Once he had recovered from his wounds, Mr de Gelder returned to the waves on the northern beaches close to his Collaroy home. . . “I love being in the water. I wasn’t going to let the shark attack keep me out of the water,” said Mr de Gelder, who recently returned from New York where he and other shark attack victims lobbied the United Nations to curtail fishing practices that threaten sharks with extinction.
A teenage surfer at South Africa’s Melkbaai beach was bitten on the foot Friday (October 1, 2010), according to a story on iAfrica.com.
However, the surfer, who appeared to be a teenager, had relatively minor injuries to his foot. . . He had three deep lacerations, penetrating to the bone, and had lost blood. . . He was treated on the spot and en route to hospital, Visser said.
Sharks appear to come closer to shore around the Cape this time of year, according to the story. This time a little too close.
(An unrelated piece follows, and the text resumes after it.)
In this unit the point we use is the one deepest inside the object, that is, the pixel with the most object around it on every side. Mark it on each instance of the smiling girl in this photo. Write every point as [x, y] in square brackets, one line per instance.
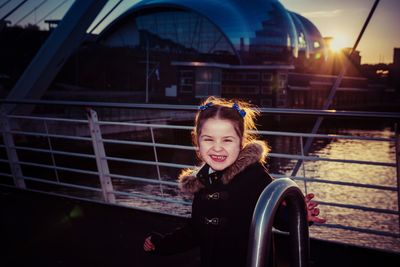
[225, 188]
Caleb Kauchak, 18, was surfing Sandbridge in Virginia beach on Friday, September 24, 2010, when he got hit by a shark, not once, but twice according to a story on WITN.com
Kauchak says the shark grabbed his ankle and he felt it thrashing. Kauchak jumped on his surf board to escape and says he was bitten again on the knee. . . Rescue crews say Kauchak was attacked by a shark, but officials aren’t sure what kind of shark was involved.
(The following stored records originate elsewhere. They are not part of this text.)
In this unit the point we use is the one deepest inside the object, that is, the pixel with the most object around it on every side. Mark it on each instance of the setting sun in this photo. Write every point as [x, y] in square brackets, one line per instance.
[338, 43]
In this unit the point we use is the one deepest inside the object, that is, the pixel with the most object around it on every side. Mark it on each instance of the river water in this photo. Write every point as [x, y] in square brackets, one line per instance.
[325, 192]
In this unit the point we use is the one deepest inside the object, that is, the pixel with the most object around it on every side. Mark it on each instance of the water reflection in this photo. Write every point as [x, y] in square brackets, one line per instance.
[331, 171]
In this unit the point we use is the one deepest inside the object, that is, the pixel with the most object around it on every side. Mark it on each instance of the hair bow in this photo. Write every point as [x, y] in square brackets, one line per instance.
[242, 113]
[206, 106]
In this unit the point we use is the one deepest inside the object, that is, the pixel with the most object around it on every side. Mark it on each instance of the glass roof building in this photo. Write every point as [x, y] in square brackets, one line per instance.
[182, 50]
The nibbles left Kauchak with 51 stitches for his trouble.
Volusia Country Florida, the shark bite capital of the world, logged two more bites this weekend as two surfers felt the teeth at New Smyrna’s Inlet, according to My Fox Orlando.
One surfer was bitten in the hand by a shark while he was paddling out south of the Inlet. The second shark bite was also a surfer who was bitten on his left thigh. . . Both men were taken to Bert Fish hospital for stitches to close up those bite wounds, lifeguards say were caused by sharks.
Lifeguards reportedly flew the purple flag, which in Florida “indications hazardous marine life.” We never knew.